Banken müssen Beitrag leisten

Das belgische Regierungskabinett hat sich dafür ausgesprochen, von den Banken einen Beitrag zur Senkung des Haushaltsdefizits zu fordern. Auch Premierminister Van Rompuy (CD&V) hat sich in diesem Sinne ausgesprochen.
"Jeder muss einen Beitrag leisten, auch die Finanzinstitute", sagte Herman Van Rompuy dem RTBF-Rundfunk, "ohne diese aber in Gefahr zu bringen."
Vizepremierminister und Haushaltsminister Guy Vanhengel (Open VLD) sprach von der Solidarität der Banken: "Ende letzten Jahres hat man vom Steuerzahler große Solidarität mit den Banken gefordert. Es ist nicht abnormal, dass in einer Situation, in der der öffentliche Haushalt unter Druck gerät, die gleiche Solidarität von gewissen Wirtschaftsbranchen erbeten wird, denen es heute wieder besser geht."

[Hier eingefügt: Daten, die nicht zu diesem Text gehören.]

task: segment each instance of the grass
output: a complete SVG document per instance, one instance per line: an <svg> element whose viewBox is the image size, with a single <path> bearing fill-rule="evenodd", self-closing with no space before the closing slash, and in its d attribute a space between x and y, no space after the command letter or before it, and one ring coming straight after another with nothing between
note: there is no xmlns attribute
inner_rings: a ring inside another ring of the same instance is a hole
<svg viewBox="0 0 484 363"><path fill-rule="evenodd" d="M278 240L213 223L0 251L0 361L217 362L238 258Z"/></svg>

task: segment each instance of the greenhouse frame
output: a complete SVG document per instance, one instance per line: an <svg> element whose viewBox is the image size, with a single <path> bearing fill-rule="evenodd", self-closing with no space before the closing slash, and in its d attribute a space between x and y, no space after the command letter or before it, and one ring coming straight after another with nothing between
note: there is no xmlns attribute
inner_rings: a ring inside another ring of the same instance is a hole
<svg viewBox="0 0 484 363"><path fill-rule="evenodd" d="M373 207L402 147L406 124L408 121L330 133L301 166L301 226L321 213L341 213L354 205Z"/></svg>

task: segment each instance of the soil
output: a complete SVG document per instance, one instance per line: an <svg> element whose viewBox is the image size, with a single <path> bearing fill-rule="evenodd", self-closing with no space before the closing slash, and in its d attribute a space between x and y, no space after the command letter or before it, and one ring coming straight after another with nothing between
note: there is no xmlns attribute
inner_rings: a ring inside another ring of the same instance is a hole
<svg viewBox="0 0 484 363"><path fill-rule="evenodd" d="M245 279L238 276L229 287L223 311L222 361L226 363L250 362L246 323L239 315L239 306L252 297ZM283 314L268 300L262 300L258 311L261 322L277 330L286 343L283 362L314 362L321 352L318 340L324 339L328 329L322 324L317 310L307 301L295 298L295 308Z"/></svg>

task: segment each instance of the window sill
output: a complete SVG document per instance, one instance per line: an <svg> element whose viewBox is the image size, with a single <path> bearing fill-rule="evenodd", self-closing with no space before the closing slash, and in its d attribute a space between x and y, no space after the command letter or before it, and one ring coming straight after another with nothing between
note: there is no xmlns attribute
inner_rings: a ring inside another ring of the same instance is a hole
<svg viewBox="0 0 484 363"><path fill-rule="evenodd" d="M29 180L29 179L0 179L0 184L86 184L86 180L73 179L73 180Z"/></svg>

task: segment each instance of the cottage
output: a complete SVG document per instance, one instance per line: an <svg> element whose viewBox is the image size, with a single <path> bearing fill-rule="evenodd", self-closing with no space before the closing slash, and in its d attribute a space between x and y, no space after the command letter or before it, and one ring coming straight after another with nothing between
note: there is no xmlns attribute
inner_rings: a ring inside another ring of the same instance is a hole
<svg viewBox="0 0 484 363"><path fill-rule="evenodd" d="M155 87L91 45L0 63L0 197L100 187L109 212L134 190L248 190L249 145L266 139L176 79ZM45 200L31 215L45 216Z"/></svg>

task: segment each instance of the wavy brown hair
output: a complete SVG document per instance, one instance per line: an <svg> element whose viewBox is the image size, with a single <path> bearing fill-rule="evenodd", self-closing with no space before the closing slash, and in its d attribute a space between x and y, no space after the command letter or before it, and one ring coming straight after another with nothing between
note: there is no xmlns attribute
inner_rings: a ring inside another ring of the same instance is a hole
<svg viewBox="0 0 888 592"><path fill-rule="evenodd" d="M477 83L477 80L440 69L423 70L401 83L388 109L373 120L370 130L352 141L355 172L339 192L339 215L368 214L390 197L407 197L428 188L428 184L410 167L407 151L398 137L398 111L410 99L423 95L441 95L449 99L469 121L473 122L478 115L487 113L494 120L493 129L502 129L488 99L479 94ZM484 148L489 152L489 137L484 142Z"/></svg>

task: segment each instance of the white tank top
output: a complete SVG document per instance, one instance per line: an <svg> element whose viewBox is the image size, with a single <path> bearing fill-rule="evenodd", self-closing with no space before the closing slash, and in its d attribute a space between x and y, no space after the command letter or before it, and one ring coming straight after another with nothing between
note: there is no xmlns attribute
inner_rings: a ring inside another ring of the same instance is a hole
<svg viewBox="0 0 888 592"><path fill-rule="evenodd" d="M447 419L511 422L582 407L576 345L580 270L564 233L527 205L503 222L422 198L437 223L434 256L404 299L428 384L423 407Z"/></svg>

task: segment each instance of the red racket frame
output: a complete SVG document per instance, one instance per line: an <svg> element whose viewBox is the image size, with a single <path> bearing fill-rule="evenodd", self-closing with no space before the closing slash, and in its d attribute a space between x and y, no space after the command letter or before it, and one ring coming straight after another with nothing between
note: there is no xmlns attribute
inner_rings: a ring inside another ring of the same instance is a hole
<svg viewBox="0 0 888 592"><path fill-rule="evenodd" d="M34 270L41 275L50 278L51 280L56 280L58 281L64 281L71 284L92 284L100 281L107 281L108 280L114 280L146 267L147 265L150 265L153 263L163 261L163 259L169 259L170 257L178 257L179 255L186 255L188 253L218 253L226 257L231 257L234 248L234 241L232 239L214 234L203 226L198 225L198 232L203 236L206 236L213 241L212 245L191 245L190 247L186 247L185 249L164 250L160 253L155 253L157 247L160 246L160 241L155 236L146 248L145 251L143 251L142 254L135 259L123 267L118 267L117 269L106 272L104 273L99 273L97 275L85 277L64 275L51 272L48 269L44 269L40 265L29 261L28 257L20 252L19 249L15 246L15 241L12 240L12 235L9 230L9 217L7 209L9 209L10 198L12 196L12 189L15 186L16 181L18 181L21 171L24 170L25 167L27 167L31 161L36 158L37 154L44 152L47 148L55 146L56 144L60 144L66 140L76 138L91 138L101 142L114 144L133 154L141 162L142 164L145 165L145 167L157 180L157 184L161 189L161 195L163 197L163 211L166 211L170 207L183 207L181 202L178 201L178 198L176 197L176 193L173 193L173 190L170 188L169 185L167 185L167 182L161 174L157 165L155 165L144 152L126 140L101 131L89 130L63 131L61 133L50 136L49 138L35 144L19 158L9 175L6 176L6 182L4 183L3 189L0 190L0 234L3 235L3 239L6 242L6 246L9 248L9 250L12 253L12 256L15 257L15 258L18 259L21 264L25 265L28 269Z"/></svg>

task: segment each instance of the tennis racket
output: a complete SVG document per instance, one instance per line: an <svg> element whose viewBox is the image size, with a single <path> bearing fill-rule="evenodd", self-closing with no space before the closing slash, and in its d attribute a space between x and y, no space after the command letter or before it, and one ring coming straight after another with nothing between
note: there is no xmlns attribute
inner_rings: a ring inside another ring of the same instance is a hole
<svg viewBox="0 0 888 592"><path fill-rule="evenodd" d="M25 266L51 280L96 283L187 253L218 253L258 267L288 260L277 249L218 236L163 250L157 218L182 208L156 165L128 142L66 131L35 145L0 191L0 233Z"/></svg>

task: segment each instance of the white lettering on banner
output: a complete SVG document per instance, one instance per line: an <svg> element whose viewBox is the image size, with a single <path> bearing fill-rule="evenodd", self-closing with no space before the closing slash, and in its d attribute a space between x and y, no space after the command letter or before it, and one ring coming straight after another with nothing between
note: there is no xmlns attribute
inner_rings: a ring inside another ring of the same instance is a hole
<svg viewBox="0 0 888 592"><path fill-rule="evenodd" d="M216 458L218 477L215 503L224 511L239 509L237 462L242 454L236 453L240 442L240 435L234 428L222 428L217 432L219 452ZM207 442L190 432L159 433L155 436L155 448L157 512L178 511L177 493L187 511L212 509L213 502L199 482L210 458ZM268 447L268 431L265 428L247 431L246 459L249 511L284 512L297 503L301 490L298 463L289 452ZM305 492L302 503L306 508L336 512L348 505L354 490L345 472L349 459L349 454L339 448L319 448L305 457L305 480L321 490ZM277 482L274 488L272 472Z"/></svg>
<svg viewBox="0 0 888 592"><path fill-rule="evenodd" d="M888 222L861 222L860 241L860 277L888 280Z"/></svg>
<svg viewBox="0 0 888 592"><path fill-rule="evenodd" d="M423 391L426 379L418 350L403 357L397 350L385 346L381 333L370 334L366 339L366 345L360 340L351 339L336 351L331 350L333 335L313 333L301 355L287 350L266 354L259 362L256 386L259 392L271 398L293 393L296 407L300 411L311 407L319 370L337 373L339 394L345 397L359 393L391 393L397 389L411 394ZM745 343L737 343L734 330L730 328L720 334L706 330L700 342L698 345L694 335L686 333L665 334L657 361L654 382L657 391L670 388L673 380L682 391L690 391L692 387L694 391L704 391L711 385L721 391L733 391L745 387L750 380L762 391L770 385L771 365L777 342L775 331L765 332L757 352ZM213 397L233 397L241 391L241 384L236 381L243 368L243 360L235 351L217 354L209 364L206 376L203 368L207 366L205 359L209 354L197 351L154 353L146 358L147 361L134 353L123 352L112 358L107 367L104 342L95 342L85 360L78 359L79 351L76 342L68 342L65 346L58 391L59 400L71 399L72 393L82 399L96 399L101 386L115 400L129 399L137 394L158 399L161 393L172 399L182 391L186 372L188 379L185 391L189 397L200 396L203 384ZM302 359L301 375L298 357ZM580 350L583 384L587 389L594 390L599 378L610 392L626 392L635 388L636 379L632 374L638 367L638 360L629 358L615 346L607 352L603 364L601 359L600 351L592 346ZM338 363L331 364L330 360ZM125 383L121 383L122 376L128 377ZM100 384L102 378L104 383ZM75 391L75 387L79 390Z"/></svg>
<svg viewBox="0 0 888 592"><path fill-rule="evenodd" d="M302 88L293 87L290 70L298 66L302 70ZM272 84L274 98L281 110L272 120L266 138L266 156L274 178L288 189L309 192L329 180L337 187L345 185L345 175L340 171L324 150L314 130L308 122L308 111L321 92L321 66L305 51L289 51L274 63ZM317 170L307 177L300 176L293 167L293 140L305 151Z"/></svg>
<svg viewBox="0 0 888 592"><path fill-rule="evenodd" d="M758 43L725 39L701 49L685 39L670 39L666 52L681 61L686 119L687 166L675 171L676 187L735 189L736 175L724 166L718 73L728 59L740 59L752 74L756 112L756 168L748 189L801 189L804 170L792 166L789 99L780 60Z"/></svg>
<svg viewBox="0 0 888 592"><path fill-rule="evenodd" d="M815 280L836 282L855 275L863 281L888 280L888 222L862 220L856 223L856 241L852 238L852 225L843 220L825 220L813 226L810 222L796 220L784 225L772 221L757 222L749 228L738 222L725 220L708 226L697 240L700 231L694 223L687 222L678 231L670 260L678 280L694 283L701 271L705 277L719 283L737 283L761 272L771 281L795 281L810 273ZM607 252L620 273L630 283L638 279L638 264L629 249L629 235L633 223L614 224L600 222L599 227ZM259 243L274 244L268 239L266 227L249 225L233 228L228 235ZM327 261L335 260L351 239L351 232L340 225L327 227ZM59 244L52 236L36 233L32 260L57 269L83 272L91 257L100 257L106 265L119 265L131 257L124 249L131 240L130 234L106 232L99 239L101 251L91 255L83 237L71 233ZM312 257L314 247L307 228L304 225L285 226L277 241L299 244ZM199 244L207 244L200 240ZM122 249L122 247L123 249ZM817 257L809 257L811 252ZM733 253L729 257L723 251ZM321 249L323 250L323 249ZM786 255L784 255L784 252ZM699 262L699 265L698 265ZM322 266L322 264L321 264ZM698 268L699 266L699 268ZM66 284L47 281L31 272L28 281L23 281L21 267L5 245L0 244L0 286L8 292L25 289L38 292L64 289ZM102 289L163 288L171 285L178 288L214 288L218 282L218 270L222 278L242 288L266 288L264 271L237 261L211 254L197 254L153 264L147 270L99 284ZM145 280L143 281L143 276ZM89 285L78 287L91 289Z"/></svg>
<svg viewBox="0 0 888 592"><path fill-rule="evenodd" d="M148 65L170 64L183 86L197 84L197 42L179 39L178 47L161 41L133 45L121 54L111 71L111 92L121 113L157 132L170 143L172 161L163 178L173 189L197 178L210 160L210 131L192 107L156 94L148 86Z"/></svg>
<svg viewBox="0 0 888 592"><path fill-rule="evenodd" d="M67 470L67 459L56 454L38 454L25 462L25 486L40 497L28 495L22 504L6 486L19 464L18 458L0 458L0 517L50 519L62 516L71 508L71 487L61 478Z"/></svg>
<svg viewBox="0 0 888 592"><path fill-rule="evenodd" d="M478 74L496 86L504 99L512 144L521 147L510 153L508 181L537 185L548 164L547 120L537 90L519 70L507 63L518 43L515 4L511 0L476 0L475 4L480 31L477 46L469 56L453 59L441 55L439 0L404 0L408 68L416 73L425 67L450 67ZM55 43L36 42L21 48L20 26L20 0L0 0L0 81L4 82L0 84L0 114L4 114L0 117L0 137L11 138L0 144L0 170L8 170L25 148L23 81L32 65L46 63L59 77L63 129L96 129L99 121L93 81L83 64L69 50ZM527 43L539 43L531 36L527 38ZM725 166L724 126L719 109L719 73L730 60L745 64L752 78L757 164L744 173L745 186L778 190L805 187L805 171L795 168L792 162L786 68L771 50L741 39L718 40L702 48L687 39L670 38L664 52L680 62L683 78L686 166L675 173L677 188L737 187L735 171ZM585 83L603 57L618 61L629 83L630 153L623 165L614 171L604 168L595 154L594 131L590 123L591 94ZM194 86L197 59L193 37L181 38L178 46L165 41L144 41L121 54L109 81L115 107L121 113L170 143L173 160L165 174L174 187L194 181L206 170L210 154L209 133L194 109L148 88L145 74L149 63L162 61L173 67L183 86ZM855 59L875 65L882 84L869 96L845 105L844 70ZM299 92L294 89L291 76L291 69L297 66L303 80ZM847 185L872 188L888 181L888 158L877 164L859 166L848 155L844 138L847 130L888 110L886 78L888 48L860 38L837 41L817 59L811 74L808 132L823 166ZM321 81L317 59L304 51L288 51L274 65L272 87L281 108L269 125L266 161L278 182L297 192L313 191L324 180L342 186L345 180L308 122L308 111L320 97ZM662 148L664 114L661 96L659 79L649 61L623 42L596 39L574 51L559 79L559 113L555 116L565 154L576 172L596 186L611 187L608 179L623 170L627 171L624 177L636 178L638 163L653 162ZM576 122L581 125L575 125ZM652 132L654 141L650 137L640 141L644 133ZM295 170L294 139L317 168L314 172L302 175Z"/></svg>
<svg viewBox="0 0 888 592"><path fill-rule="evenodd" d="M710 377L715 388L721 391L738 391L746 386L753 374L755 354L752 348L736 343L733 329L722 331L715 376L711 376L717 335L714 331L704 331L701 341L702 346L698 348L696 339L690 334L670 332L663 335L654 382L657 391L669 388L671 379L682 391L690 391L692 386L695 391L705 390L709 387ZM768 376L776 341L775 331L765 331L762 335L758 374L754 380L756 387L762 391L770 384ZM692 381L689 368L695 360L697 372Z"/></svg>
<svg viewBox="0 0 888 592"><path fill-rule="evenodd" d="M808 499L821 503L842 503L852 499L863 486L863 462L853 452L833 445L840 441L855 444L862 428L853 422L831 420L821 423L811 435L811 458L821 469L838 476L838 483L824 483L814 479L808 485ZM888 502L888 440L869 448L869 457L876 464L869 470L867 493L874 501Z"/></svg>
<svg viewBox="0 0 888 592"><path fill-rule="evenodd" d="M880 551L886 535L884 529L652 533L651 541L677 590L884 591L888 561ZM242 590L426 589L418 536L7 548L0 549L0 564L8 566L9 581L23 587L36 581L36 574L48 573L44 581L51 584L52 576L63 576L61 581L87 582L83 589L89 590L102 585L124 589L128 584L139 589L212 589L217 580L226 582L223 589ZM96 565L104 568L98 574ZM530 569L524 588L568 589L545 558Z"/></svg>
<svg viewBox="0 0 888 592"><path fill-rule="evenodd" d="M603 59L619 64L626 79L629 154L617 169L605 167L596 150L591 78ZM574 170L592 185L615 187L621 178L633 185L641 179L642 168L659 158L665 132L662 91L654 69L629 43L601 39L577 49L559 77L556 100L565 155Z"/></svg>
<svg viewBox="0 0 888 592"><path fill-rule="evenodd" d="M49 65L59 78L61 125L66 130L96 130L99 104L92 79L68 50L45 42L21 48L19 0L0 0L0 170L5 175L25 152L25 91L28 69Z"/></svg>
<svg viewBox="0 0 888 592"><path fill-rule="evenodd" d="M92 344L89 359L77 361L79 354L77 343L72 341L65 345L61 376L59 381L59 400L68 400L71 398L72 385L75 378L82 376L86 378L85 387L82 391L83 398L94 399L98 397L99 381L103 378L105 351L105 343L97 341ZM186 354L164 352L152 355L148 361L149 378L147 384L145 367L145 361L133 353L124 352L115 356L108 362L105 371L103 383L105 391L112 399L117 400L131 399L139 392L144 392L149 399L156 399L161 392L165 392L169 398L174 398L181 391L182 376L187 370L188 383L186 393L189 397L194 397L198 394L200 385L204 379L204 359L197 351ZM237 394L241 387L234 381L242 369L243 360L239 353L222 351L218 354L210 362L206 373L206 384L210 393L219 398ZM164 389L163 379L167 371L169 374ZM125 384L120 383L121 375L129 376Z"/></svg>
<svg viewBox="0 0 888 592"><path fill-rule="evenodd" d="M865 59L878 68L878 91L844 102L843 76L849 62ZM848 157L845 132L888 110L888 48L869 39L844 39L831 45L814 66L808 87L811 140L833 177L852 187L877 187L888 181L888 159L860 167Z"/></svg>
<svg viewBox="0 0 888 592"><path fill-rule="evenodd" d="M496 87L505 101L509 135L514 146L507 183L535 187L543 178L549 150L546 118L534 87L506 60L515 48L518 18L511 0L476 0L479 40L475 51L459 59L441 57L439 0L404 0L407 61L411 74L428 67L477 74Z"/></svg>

Die flämischen Christdemokraten CD&V finden, dass die Banken einen "angemessenen" Beitrag leisten müssen. In diesem Sinne äußerte sich Vizepremierminister Steven Vanackere, indem er gleichzeitig präzisierte, dass die Finanzbranche durch eine solche Maßnahme nicht gefährdet werden dürfe.

Vizepremierministerin Laurette Onkelinx (PS) hatte am Donnerstag schon zu verstehen gegeben, dass die Banken unter allen Umständen aufgefordert würden, sich solidarisch zu zeigen. Sie sprach in Anlehnung an die sozialistische Gewerkschaft von einer "Krisensteuer".

Die meisten Regierungsparteien sind ebenfalls der Meinung, dass der Stromwirtschaft einen Beitrag zahlen muss, wenn der Atomausstieg verschoben werden sollte.